Tensions between the US and Iran have been escalating for months. President Donald Trump removed the US from an agreement signed under his predecessor that scaled back sanctions against Iran in exchange for more transparency about the Middle Eastern nation’s efforts to produce nuclear weapons.

The Trump administration wants greater international transparency over nuclear activities and Iranian ballistic missile programs, as well as an end to Iranian-sponsored terrorist activity.

Forcing Iran to scale back efforts to arm rebel fighters in and around the Middle East region and prevent the spread of terrorism while also preventing the spread of nuclear weapons into one of the worlds most volatile regions has been a key foreign policy goal of the Trump administration.

In the effort to force Iran to make a deal, the US is aiming to stop all sales of crude oil from Iran.

The US government ended waivers for allied nations to continue purchasing oil from Iran in April.
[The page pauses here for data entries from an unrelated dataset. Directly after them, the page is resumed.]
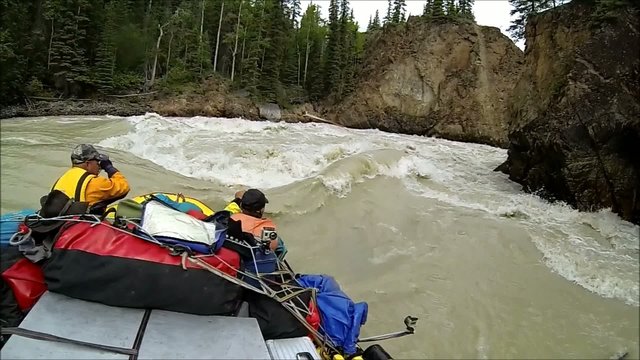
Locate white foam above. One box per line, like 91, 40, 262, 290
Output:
99, 114, 640, 306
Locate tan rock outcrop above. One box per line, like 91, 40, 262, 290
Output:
324, 17, 523, 146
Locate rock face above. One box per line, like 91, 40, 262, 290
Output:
324, 17, 523, 147
499, 1, 640, 223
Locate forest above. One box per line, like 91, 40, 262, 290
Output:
0, 0, 620, 105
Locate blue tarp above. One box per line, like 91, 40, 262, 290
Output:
296, 275, 369, 355
0, 209, 36, 246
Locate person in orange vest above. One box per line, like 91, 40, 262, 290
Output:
51, 144, 130, 213
227, 189, 287, 259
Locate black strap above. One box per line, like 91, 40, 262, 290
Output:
73, 171, 91, 201
129, 309, 151, 360
2, 324, 138, 357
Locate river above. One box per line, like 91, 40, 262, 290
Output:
0, 114, 640, 359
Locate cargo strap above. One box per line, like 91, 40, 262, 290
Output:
0, 309, 151, 360
2, 327, 138, 356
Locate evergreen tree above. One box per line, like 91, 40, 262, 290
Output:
458, 0, 475, 20
383, 0, 393, 25
507, 0, 549, 40
422, 0, 433, 18
391, 0, 407, 24
371, 10, 382, 30
431, 0, 444, 18
445, 0, 458, 19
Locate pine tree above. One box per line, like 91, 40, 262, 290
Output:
325, 0, 342, 93
458, 0, 475, 20
382, 0, 393, 25
391, 0, 407, 24
507, 0, 549, 40
422, 0, 433, 18
431, 0, 444, 18
371, 10, 382, 30
445, 0, 458, 19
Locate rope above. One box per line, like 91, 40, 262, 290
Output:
21, 214, 339, 353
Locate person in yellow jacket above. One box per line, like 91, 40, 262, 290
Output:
51, 144, 129, 213
225, 189, 287, 259
224, 190, 244, 215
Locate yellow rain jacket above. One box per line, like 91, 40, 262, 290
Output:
52, 167, 129, 206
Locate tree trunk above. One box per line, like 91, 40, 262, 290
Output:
213, 0, 224, 72
302, 25, 311, 84
47, 19, 53, 70
166, 30, 174, 74
111, 46, 118, 77
240, 26, 248, 61
149, 24, 164, 88
198, 0, 204, 76
142, 0, 153, 84
200, 0, 204, 44
296, 44, 302, 86
231, 0, 243, 83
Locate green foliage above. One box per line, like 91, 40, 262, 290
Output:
0, 0, 364, 104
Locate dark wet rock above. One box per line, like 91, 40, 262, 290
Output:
496, 1, 640, 223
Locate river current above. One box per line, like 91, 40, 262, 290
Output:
0, 114, 640, 359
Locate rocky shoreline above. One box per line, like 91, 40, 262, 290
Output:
0, 96, 319, 122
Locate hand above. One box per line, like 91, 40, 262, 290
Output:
100, 160, 118, 177
100, 158, 113, 170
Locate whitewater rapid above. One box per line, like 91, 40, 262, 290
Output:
98, 114, 640, 306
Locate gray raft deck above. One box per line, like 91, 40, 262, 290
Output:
0, 292, 320, 360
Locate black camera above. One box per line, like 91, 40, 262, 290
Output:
261, 227, 278, 242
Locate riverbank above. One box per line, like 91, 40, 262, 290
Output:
0, 91, 324, 123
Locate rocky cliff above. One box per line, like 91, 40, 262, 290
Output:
324, 17, 523, 147
499, 1, 640, 223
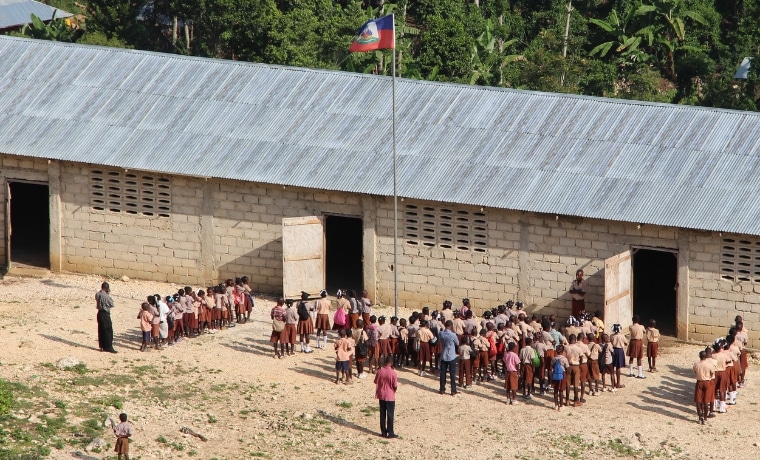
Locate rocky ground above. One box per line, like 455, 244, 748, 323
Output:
0, 274, 760, 459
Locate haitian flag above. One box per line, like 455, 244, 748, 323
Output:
348, 14, 396, 53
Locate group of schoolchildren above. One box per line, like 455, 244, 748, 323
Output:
692, 316, 749, 425
270, 290, 672, 410
137, 276, 254, 351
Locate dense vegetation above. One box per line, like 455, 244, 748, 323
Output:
26, 0, 760, 110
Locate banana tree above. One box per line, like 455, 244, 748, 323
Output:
636, 0, 707, 81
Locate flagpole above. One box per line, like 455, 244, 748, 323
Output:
392, 15, 398, 318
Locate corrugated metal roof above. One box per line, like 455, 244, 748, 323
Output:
0, 37, 760, 235
0, 0, 73, 29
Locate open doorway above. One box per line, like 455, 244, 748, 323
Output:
8, 182, 50, 268
633, 249, 678, 335
325, 216, 364, 294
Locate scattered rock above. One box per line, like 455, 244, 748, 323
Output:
56, 356, 79, 369
84, 438, 106, 452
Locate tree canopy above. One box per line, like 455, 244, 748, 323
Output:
26, 0, 760, 110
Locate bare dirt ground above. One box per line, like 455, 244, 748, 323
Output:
0, 274, 760, 459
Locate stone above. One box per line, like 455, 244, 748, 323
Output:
84, 438, 106, 452
56, 356, 79, 369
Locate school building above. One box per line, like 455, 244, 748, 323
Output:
0, 37, 760, 346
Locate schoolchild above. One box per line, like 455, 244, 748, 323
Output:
459, 334, 473, 389
473, 329, 490, 384
599, 334, 617, 391
314, 289, 332, 350
269, 297, 285, 359
628, 315, 646, 379
586, 332, 602, 396
377, 316, 393, 363
610, 324, 628, 388
393, 318, 409, 368
646, 319, 660, 372
504, 342, 521, 405
551, 344, 570, 411
296, 291, 314, 353
351, 319, 369, 379
137, 302, 153, 351
113, 413, 132, 460
280, 300, 298, 356
348, 291, 363, 329
417, 320, 433, 377
359, 290, 372, 326
335, 329, 352, 385
519, 335, 536, 399
333, 289, 351, 331
362, 315, 380, 374
734, 316, 749, 388
712, 337, 731, 414
692, 350, 715, 425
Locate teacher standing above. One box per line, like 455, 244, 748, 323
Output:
375, 355, 398, 438
95, 283, 117, 353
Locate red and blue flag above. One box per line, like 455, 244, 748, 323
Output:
348, 14, 396, 53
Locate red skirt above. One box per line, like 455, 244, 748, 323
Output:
280, 324, 296, 345
377, 339, 393, 356
314, 313, 330, 331
298, 316, 314, 335
419, 342, 431, 363
694, 380, 715, 404
628, 339, 644, 359
647, 342, 660, 358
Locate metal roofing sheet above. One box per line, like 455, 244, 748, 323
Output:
0, 36, 760, 235
0, 0, 73, 29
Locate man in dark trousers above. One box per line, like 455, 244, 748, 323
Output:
95, 283, 116, 353
375, 355, 398, 438
438, 320, 459, 396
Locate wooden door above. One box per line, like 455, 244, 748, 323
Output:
604, 251, 633, 332
282, 216, 325, 299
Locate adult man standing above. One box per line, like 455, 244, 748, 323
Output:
375, 355, 398, 438
570, 269, 586, 318
438, 320, 459, 396
95, 283, 116, 353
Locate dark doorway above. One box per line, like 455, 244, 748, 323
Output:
633, 249, 678, 335
10, 182, 50, 268
325, 216, 364, 295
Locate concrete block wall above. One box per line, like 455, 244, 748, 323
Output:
210, 181, 366, 294
0, 155, 48, 266
61, 163, 204, 284
688, 232, 760, 348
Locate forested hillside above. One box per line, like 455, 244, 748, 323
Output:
25, 0, 760, 110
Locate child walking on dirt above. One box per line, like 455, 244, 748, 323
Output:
113, 413, 132, 460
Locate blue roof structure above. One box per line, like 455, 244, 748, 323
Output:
0, 37, 760, 235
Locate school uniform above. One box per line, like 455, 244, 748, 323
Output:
646, 327, 660, 358
692, 359, 715, 404
113, 422, 132, 455
504, 351, 521, 391
588, 343, 602, 382
610, 333, 628, 369
280, 306, 298, 345
459, 343, 472, 386
520, 345, 535, 387
417, 327, 433, 363
549, 355, 570, 391
377, 323, 393, 356
297, 300, 314, 335
565, 343, 582, 387
628, 324, 644, 359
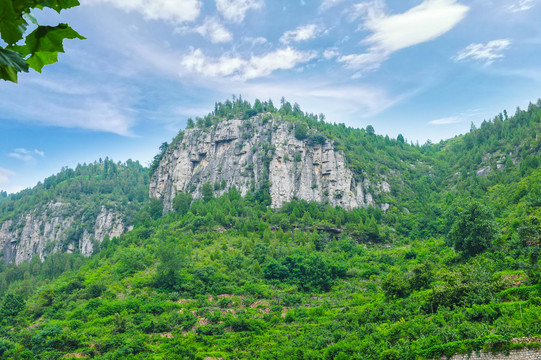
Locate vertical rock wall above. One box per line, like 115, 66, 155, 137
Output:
149, 115, 383, 211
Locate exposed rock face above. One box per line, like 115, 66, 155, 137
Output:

Japan, China, Turkey, and several other nations are no longer allowed to buy oil from Iran or will face US sanctions.

Japan ships about 80 percent of its oil supplies through the Gulf of Oman and the Strait of Hormuz. Only about three percent of Japan’s crude purchases came from Iran before the US pulled waivers last month.

The US has deployed several naval battle groups to the Gulf in anticipation of increasing conflict.